Modified HTML grammar file for ANTLR

/*
        Original HTML ANTLR grammar file edited by Yannick Fortin
        for ECE 4894 project.

        The original file was much more comprehensive, which made
        it extremely strict in its parsing. I removed many of the
        token definitions and watered the spec down to accept most
        HTML tags as generic tokens, which avoids some of the errors
        listed below by the authors. This greatly aided in the full
        parsing of web pages without encountering an error, but the
        tradeoff is amount of functionality, as with this few recognized
        tokens, the parser is basically only good for ripping the text out.
*/

/*      
        Based on the HTML 3.2 spec. by the W3 (http://www.w3.org)
        Alexander Hinds & Terence Parr
        Magelang Institute, Ltd.
        Send comments to:  parrt@jguru.com

        v1.2    Fixed a bug APARAM->APARM in APPLET tag.

        v1.1    Terence Parr (updated to 2.6.0)
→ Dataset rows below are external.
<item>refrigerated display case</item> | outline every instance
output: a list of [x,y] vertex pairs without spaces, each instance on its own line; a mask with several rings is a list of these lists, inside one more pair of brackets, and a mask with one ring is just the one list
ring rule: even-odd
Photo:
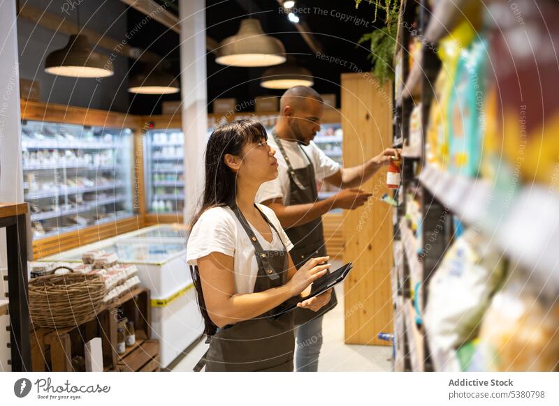
[[24,120],[23,181],[34,239],[132,216],[132,130]]
[[142,285],[151,294],[152,328],[161,343],[160,362],[166,367],[198,340],[203,322],[186,265],[187,234],[182,225],[157,225],[82,246],[41,260],[81,262],[92,250],[115,253],[122,264],[133,264]]
[[147,211],[182,215],[184,205],[184,134],[180,128],[150,130],[144,142]]

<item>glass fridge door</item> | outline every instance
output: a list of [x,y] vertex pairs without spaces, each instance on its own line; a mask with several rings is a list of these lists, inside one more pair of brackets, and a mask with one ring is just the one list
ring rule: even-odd
[[182,214],[184,204],[183,133],[179,128],[150,130],[144,142],[148,211]]
[[132,215],[132,131],[24,121],[25,201],[34,239]]

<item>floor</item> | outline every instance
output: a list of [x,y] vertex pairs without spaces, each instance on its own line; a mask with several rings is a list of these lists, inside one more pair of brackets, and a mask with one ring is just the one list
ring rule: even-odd
[[[342,264],[333,261],[333,269]],[[343,284],[336,287],[338,298],[343,297]],[[340,303],[324,316],[322,325],[324,343],[319,359],[319,371],[390,371],[392,348],[372,345],[348,345],[344,344],[344,308]],[[173,369],[175,371],[191,371],[208,345],[201,340]]]

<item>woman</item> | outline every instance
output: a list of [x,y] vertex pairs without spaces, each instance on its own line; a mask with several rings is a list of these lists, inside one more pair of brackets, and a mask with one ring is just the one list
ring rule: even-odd
[[[217,128],[208,142],[202,207],[187,249],[210,339],[201,360],[206,371],[292,371],[292,313],[272,316],[329,266],[321,257],[297,271],[274,212],[254,204],[260,185],[277,176],[266,140],[261,124],[240,120]],[[301,296],[298,306],[317,311],[330,294]]]

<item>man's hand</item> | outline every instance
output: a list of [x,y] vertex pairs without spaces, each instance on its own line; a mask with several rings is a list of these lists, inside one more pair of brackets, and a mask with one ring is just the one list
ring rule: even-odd
[[331,296],[332,296],[332,289],[328,289],[322,294],[298,303],[297,307],[304,309],[310,309],[313,312],[317,312],[328,303]]
[[329,199],[331,199],[333,209],[353,210],[365,204],[371,196],[372,196],[371,193],[368,193],[361,189],[344,189],[331,196]]
[[399,148],[387,148],[372,158],[375,163],[380,166],[390,165],[391,162],[400,159],[402,159],[402,150]]

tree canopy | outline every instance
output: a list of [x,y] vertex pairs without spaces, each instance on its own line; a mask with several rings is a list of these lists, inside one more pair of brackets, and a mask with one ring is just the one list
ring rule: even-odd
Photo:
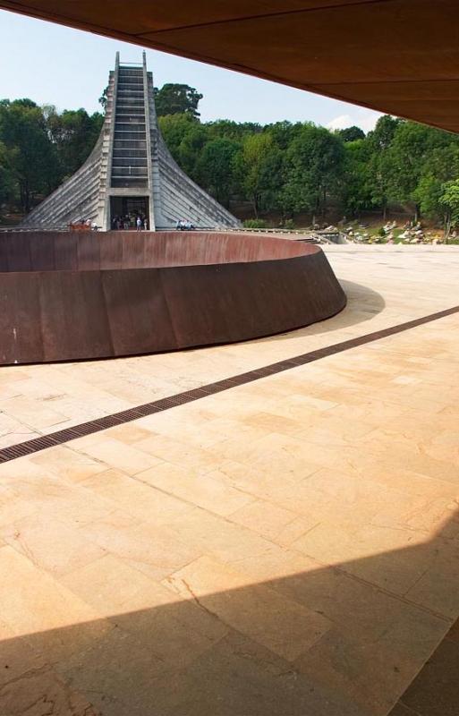
[[[156,89],[159,126],[178,165],[243,216],[276,221],[359,217],[388,210],[459,224],[459,137],[380,117],[372,132],[331,132],[309,122],[201,123],[201,95],[188,85]],[[58,112],[30,99],[0,101],[0,216],[26,213],[91,152],[98,112]]]
[[166,115],[188,115],[192,119],[198,119],[198,105],[202,99],[194,87],[188,84],[167,83],[160,90],[154,88],[155,106],[158,117]]

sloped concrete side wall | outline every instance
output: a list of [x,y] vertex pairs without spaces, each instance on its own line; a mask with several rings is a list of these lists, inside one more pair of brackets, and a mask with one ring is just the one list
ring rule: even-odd
[[174,228],[181,218],[189,219],[198,228],[240,226],[241,222],[187,176],[173,158],[157,126],[151,72],[148,82],[157,228]]

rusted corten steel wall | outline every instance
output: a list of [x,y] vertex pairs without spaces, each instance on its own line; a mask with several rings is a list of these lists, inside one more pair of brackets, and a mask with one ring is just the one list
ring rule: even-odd
[[259,337],[341,311],[318,246],[205,233],[0,234],[0,363]]

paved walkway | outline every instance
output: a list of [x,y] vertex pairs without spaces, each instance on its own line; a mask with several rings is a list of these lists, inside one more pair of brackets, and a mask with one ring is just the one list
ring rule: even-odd
[[[322,324],[3,368],[0,447],[459,304],[457,249],[327,253]],[[459,616],[458,347],[455,314],[0,465],[2,716],[387,714]]]

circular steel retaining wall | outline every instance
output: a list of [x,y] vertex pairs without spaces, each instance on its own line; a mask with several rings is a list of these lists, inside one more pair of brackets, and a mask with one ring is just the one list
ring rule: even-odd
[[319,246],[203,232],[0,234],[0,364],[280,333],[346,303]]

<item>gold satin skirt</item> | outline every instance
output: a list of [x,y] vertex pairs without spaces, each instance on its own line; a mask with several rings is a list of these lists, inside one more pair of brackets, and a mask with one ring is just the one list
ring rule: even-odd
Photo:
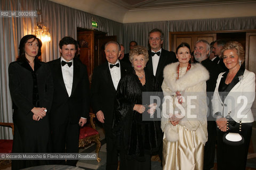
[[203,168],[204,146],[195,131],[176,125],[179,140],[166,140],[165,132],[163,141],[163,170],[201,170]]

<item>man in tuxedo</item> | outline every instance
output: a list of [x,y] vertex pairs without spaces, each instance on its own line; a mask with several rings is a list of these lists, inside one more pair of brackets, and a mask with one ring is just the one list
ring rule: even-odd
[[124,46],[123,44],[120,44],[120,47],[121,49],[121,54],[120,54],[120,56],[119,56],[118,59],[119,60],[123,60],[124,57]]
[[206,40],[202,39],[197,41],[195,46],[194,53],[196,60],[201,63],[210,73],[210,79],[206,81],[206,92],[209,99],[207,117],[208,141],[204,147],[204,169],[210,169],[214,166],[216,141],[216,123],[212,116],[211,99],[216,86],[218,76],[223,72],[223,70],[218,64],[213,62],[208,58],[210,44]]
[[117,169],[117,150],[111,138],[116,89],[120,79],[130,66],[118,60],[119,44],[109,41],[105,45],[107,62],[93,70],[91,84],[92,108],[98,120],[103,123],[107,140],[107,169]]
[[[59,46],[61,57],[48,63],[54,83],[50,113],[53,149],[55,153],[78,153],[79,126],[83,126],[89,117],[87,69],[79,59],[74,58],[78,46],[75,39],[65,37]],[[76,160],[68,160],[67,164],[75,166]]]
[[[154,29],[148,33],[148,40],[151,50],[148,51],[149,60],[145,68],[145,71],[153,74],[160,86],[164,80],[163,71],[165,66],[178,61],[173,52],[169,52],[162,48],[164,41],[164,33],[158,29]],[[161,122],[159,121],[161,124]],[[163,159],[163,143],[159,146],[158,154],[160,159]]]
[[216,56],[216,58],[213,60],[213,62],[219,64],[225,71],[227,71],[228,69],[227,69],[223,62],[223,58],[221,58],[221,49],[226,43],[226,41],[218,39],[215,41],[214,44],[213,44],[212,52]]
[[158,29],[154,29],[148,34],[148,40],[151,49],[148,51],[149,61],[145,69],[154,74],[159,84],[163,83],[163,71],[166,65],[178,61],[175,53],[162,48],[164,41],[164,34]]

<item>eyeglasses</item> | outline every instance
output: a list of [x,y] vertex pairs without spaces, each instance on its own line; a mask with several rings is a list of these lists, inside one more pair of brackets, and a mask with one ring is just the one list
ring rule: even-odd
[[149,38],[149,41],[154,41],[154,40],[155,40],[156,41],[159,41],[161,39],[161,38],[158,37],[156,37],[156,38],[150,37]]

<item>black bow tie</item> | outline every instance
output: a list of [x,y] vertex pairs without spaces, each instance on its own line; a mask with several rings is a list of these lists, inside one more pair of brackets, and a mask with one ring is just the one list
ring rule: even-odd
[[119,67],[119,63],[117,63],[116,64],[110,64],[110,69],[112,69],[114,66],[117,66],[117,67]]
[[151,54],[152,54],[152,57],[154,56],[155,55],[155,54],[156,54],[158,56],[160,56],[160,52],[156,52],[156,53],[154,53],[154,52],[151,52]]
[[66,62],[65,61],[61,61],[61,65],[64,66],[65,64],[68,64],[68,66],[70,67],[72,65],[72,62]]

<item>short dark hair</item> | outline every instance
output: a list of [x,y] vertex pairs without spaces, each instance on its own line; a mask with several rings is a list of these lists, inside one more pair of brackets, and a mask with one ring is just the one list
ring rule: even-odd
[[76,50],[77,49],[78,47],[78,44],[77,41],[72,37],[64,37],[60,41],[59,43],[59,47],[60,49],[62,48],[62,46],[63,45],[67,45],[69,44],[73,44],[76,47]]
[[19,45],[19,56],[17,57],[17,60],[18,61],[28,61],[26,58],[25,55],[25,44],[30,39],[34,38],[33,42],[34,42],[36,39],[38,42],[38,52],[37,53],[37,55],[35,57],[35,61],[40,61],[38,58],[38,57],[41,55],[41,47],[42,47],[42,41],[40,39],[36,37],[36,36],[33,35],[28,35],[23,37],[20,41],[20,45]]
[[104,46],[104,49],[106,49],[106,47],[107,47],[107,46],[108,45],[109,45],[109,44],[116,44],[117,47],[118,47],[118,52],[120,52],[121,50],[121,47],[120,46],[120,44],[119,44],[118,42],[116,42],[116,41],[108,41],[108,42],[107,42],[106,44],[105,44],[105,46]]
[[129,43],[129,46],[131,46],[131,43],[132,43],[132,42],[135,42],[135,43],[136,44],[135,46],[138,46],[138,43],[137,43],[137,42],[136,42],[135,41],[132,40],[132,41],[131,41],[131,42],[130,42],[130,43]]
[[148,33],[148,39],[149,39],[149,36],[150,35],[150,33],[153,33],[153,32],[159,32],[161,33],[161,40],[163,40],[164,39],[164,33],[163,32],[163,31],[158,29],[158,28],[154,28],[152,30],[151,30],[150,32],[149,32],[149,33]]
[[225,45],[226,43],[227,43],[227,41],[223,39],[218,39],[218,40],[217,40],[215,42],[217,43],[217,45],[218,47],[219,46],[223,47]]
[[178,46],[177,48],[176,48],[176,54],[178,53],[178,50],[179,50],[179,49],[181,47],[187,47],[189,49],[189,53],[191,53],[191,49],[190,49],[190,46],[189,45],[189,44],[188,44],[188,43],[187,42],[181,42],[179,45],[179,46]]
[[148,61],[148,52],[147,48],[143,46],[135,46],[133,49],[130,50],[129,60],[132,63],[132,60],[135,55],[142,55],[145,58],[146,63]]

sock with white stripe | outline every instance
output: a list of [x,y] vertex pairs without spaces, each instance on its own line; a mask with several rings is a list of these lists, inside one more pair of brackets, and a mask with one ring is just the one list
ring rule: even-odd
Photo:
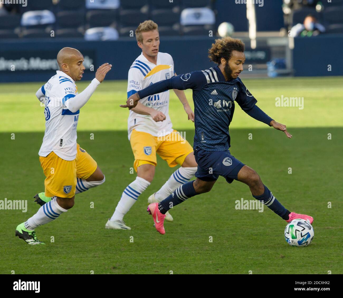
[[186,183],[195,174],[197,167],[179,168],[169,177],[159,190],[155,194],[155,198],[158,202],[165,199],[178,187]]
[[51,201],[41,207],[35,214],[25,222],[25,228],[33,230],[37,227],[56,219],[63,212],[67,211],[58,204],[56,197],[54,196]]
[[124,216],[137,201],[138,196],[147,187],[150,182],[140,177],[131,182],[124,190],[120,200],[116,208],[116,210],[110,220],[122,220]]
[[264,192],[262,194],[252,196],[259,201],[263,201],[264,205],[283,219],[288,220],[289,219],[288,215],[291,212],[276,199],[267,186],[265,185],[264,186]]
[[158,210],[161,213],[165,214],[167,211],[174,206],[184,202],[191,196],[198,194],[196,192],[193,186],[195,181],[190,181],[179,186],[167,198],[159,203]]

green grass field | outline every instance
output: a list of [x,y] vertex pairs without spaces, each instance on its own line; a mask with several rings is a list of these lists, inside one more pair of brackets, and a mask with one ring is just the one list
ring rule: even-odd
[[[39,206],[32,198],[44,189],[38,155],[44,108],[35,96],[42,84],[0,84],[0,200],[27,200],[26,213],[0,210],[0,273],[342,274],[342,81],[244,80],[259,106],[286,124],[293,136],[288,139],[250,118],[238,105],[230,126],[232,154],[256,170],[286,208],[314,217],[314,240],[305,248],[287,243],[286,223],[267,208],[262,213],[236,210],[236,200],[252,199],[249,188],[237,181],[229,184],[222,177],[210,192],[172,210],[174,222],[166,223],[166,234],[160,235],[146,212],[147,199],[176,168],[159,157],[154,180],[125,218],[132,230],[105,229],[123,190],[135,177],[130,173],[133,156],[127,139],[128,111],[119,107],[126,100],[124,81],[99,86],[81,110],[78,126],[78,142],[97,161],[105,183],[76,195],[72,209],[36,229],[47,245],[27,245],[14,233],[36,213]],[[78,84],[79,90],[88,83]],[[186,94],[192,102],[191,92]],[[192,144],[194,124],[171,95],[174,127],[186,131]],[[304,109],[275,107],[275,98],[282,95],[304,97]]]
        Fixed CCYTE->CCITE
        Fixed def of COMMENT_DATA so it scarfs stuff correctly.
        Also, fixed refs to (PCDATA)? -> (PCDATA)* because a comment
                between PCDATA returns 2 PCDATA--ya need the loop not optional.

        v1.0    Terence John Parr (version 2.5.0 of ANTLR required)

        Fixed how whitespace as handled, removing some ambiguities; some
        because of ANTLR lexical filtering in 2.5.0.

        Changed (PCDATA)* loops to (PCDATA)? general since PCDATA matches
        everything between valid tags (how could there be more than one
        between tags?)

        Made the DOCTYPE optional.

        Reduced lookahead from k=5 to k=1 on the parser and number
        of parser ambiguities to 2.  Reduced lexer lookahead from 6
        to 4; had to left factor a bunch of stuff.

        List items couldn't contain nested lists...fixed it.

        Fixed def of WORD so it can't be an INT.  Removed '-' from WORD.

        Fixed HEXNUM so it will allow letters A..F.

        KNOWN ISSUES:

        1.  Does not handle "staggered" tags, eg: <p> <i> <p> <i>

        2.  Adhere's somewhat strictly to the html spec, so many pages
        won't parse without errors.

        3.  Doesn't convert &(a signifier) to it's proper single char 
        representation

        4.  Checks only the syntax of element attributes, not the semantics,
        e.g. won't very that a base element's attribute is actually
        called "href" 

        5.  Tags split across lines, for example, <A (NEWLINE) some text >
        won't be properly recognized.  TJP: I think I fixed this.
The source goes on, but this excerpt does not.